分类: LINUX
2009-02-23 17:34:24
reference form :
http://www.ibm.com/developerworks/linux/library/l-anatomy-ext4/index.html?S_TACT=105AGX03&S_CMP=EDU
Linux kernel 2.6.28 release brings the first of a stable ext4 file system, the next generation of the extended file system. There are various improvements and innovations in the new ext4 file system. The improvements cover a number of feature angles from new functionality (new features), scalability (scaling beyond current file system constraints), reliability (in the face of failures), and of course, high performance.
history of the extended file system
Minix the first supported file system for Linux, low performance
ext1 introduced into Linux 0.96c in April 1992, using VFS, 2GB fs size support
ext2 January 1993, 2TB fs size support(2.6 extends that to 32TB)
ext3 November 2001, introduced the concept of journaling
ext4 introduced in the 2.6.19, stable in the 2.6.28(December 2008)
new functionality
Forward and backward compatibility
Ext4 is forward compatible in that you can mount an ext3 file system as an ext4 file system. You can also mount an ext4 file system as ext3 (backward compatible), but only if the ext4 file system does not use extents features.
Improving timestamp resolution and range
Ext4 has essentially future-proofed timestamps by extending them into a nanosecond LSB. The time range has also be extended with two additional bits to increase the lifetime by another 500 years.
scalability
Extending file system limits
Ext4 supports file systems of up to 1 exabyte in size (1000 petabytes). Files within ext4 may be up to 16TB in size (assuming 4KB blocks), which is eight times the limit in ext3. The subdirectory limit was extended with ext4, from 32KB directories deep to virtually unlimited. That may appear extreme, but one needs to consider the hierarchy of a file system that consumes an exabyte of storage. Directory indexing was also optimized to a hashed B-tree-like structure, so although the limits are much greater, ext4 supports very fast lookup times.
Extents
Ext4 replaces ext3's mechanism with extents to improve allocation and support a more efficient storage structure. An extent is simply a way to represent a contiguous sequence of blocks. In doing this, metadata shrinks, because instead of maintaining information about where a block is stored, the extent maintains information about where a long list of contiguous blocks is stored (thus reducing the overall metadata storage).
reliability
Checksumming the file system journal
Ext4 implements checksumming of the journal to ensure that valid changes make their way to the underlying file system.
Online defragmentation
An online defragmentation tool exists to defragment both the file system and individual files for improved performance. The online defragmenter is a simple tool that copies files into a new ext4 inode that refers to contiguous extents.

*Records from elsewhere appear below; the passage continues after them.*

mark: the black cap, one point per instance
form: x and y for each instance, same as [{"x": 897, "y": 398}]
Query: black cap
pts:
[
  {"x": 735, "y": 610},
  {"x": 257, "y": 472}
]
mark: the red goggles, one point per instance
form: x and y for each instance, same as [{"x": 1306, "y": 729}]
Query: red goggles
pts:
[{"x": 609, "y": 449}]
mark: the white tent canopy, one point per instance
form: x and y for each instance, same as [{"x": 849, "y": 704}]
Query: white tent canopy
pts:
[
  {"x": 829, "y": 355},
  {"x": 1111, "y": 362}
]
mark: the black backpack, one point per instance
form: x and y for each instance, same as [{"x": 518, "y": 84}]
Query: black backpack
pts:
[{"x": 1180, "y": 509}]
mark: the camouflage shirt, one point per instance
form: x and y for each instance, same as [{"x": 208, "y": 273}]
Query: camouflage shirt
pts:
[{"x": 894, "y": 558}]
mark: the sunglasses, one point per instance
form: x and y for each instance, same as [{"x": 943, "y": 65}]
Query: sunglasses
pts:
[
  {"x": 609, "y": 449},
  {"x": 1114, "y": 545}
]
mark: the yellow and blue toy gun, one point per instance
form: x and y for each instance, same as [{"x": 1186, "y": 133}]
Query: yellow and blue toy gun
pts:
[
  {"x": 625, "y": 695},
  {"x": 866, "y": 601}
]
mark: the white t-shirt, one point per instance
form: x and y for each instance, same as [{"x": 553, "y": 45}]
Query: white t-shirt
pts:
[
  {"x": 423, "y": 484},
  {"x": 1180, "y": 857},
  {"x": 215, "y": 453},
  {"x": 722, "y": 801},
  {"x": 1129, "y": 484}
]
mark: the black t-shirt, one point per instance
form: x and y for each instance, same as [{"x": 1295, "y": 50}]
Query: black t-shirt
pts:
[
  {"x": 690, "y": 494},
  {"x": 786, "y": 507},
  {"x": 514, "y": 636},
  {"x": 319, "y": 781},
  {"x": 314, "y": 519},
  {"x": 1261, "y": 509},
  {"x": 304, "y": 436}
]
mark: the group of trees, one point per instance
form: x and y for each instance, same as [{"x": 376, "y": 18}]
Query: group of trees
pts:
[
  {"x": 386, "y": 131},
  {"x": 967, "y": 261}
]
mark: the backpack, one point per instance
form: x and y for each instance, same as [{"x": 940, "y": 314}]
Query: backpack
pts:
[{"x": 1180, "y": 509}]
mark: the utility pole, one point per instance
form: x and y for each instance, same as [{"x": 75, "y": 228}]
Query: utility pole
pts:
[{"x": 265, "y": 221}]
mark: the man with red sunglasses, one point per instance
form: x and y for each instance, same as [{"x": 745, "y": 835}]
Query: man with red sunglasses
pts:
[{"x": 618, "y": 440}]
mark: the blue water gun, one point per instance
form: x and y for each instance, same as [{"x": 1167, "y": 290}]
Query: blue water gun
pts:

The other aspect of online defragmentation is the reduced time required for a file system check (fsck). Ext4 marks unused groups of blocks within the inode table to allow the fsck process to skip them entirely to speed the check process. When the operating system decides to validate the file system because of internal corruption (which is inevitable as file systems increase in size and distribution), ext4's overall design means improved overall reliability.
performance
Ext4 provides a number of enhancements for improved performance:
File-level preallocation
Certain applications, such as databases or content streaming, rely on files to be stored in contiguous blocks (to exploit sequential block read optimization of drives as well as to maximize Read command-to-block ratios). Although extents can provide segments of contiguous blocks, another brute-force method is to preallocate very large sections of contiguous blocks in the size desired (as was implemented in the past with XFS). Ext4 implements this through a new system call that preallocates and initializes a file of a given size. You can then write the necessary data and provide bounded Read performance over the data.
Delaying block allocation
Another file size-based optimization is delayed allocation. This performance optimization delays the allocation of physical blocks on the disk until they are to be flushed to the disk. The key to this optimization is that by delaying the allocation of physical blocks until they need to be written to the disk, more blocks are present to allocate and write in contiguous blocks. This is similar to persistent preallocation except that the file system performs the task automatically. But if the size of the file is known beforehand, persistent preallocation is the best route.
Multi-block allocation
A final optimization—again, contiguous block related—is the block allocator for ext4. In ext3, the block allocator worked by allocating a single block at a time. When multiple blocks were necessary, it was possible to find contiguous data in non-contiguous blocks. Ext4 fixes this with a block allocator that allocates multiple blocks at a time, likely contiguous on disk. Like the previous optimizations, this optimization collects related data on the disk to optimize for sequential Read optimization.
The other aspect of multi-block allocation is the amount of processing required for allocating the blocks. Recall that ext3 performed allocation one block at a time. In the simplest units, that required a call to block allocation for each block. Allocating multiple blocks at a time requires many fewer calls to the block allocator, resulting in faster allocation and reduced processing.